L’Institut Pasteur ne se retire qu’en 1974 de l’Institut du Radium, lequel est alors rattaché à la Fondation Curie (maintenant Institut Curie), créée en 1921 comme centre d’applications médicales de l’Institut du Radium. Le directeur de l’Institut Pasteur est d’ailleurs toujours membre de droit du conseil d’administration de cet organisme.
Le legs Osiris a des répercutions incontestables sur le destin de l’Institut Pasteur car il lui donne à un moment important de son histoire les moyens d’envisager son avenir. Outre les réalisations évoquées, il lui permet de se constituer une solide dotation dont les revenus vont assurer sa vie quotidienne, encore que les dévaluations successives qui suivent la fin de la guerre 1914-1918 les amenuiseront progressivement.
Osiris, le plus grand mécène du XIXe siècle
Daniel Iffla (1825-1907) s’installe à Paris assez jeune. Après des débuts modestes, il se révèle un financier de grand talent. Il participe à toutes les grandes affaires du Second Empire et y amasse une immense fortune. Sous le pseudonyme romanesque d’Osiris, il consacre sa fortune au mécénat afin d’incarner ses valeurs philanthropiques et nationalistes. Ses dons sont considérables.

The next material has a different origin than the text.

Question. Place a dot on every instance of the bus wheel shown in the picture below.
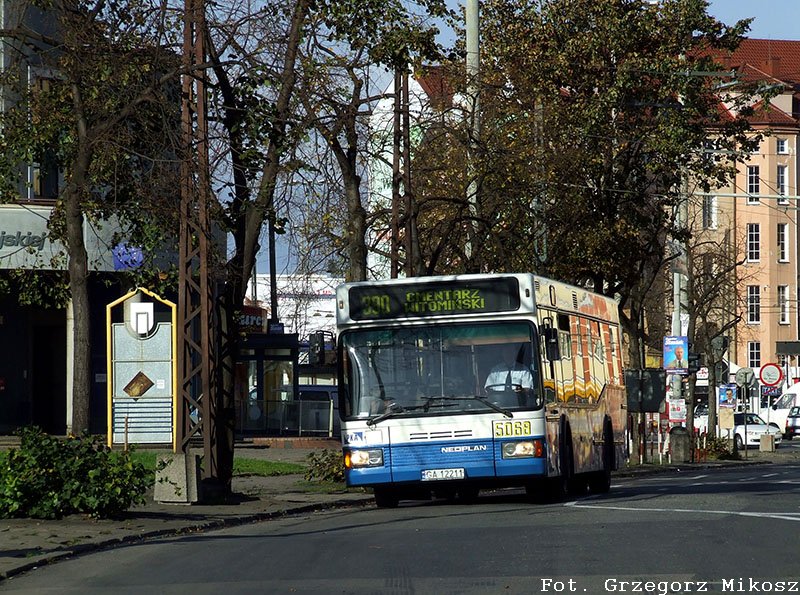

C’est ainsi que, pour ne prendre que quelques exemples, il finance des fontaines publiques à Bordeaux, une crèche municipale et un institut de sérothérapie à Nancy, et, dans cette dernière ville, une statue de Jeanne d’Arc ; un pavillon opératoire moderne à l’hôpital de la Salpêtrière à Paris, ainsi que la statue d’Alfred de Musset devant le Théâtre-Français. De même, il achète en Belgique, près de Waterloo, un vaste terrain pour l’érection du monument à la mémoire des grenadiers de la Garde tombés près de la Haie Sainte. Il contribue aussi à la construction de plusieurs synagogues notamment à Paris, Nancy, Arcachon et Tunis. Bien avant les « Restos du cœur », il ouvre un « bateau-soupe » à Bordeaux.
Enfin, le fait est peu connu, il rachète le château de la Malmaison et après l’avoir entièrement restauré, en fait don à l’État en 1904 en demandant dans son testament que soit édifié à proximité du château un bâtiment où seraient rassemblées un certain nombre des œuvres d’art acquises au long de sa vie. Le Musée Osiris n’ouvrira finalement qu’en… mai 2011.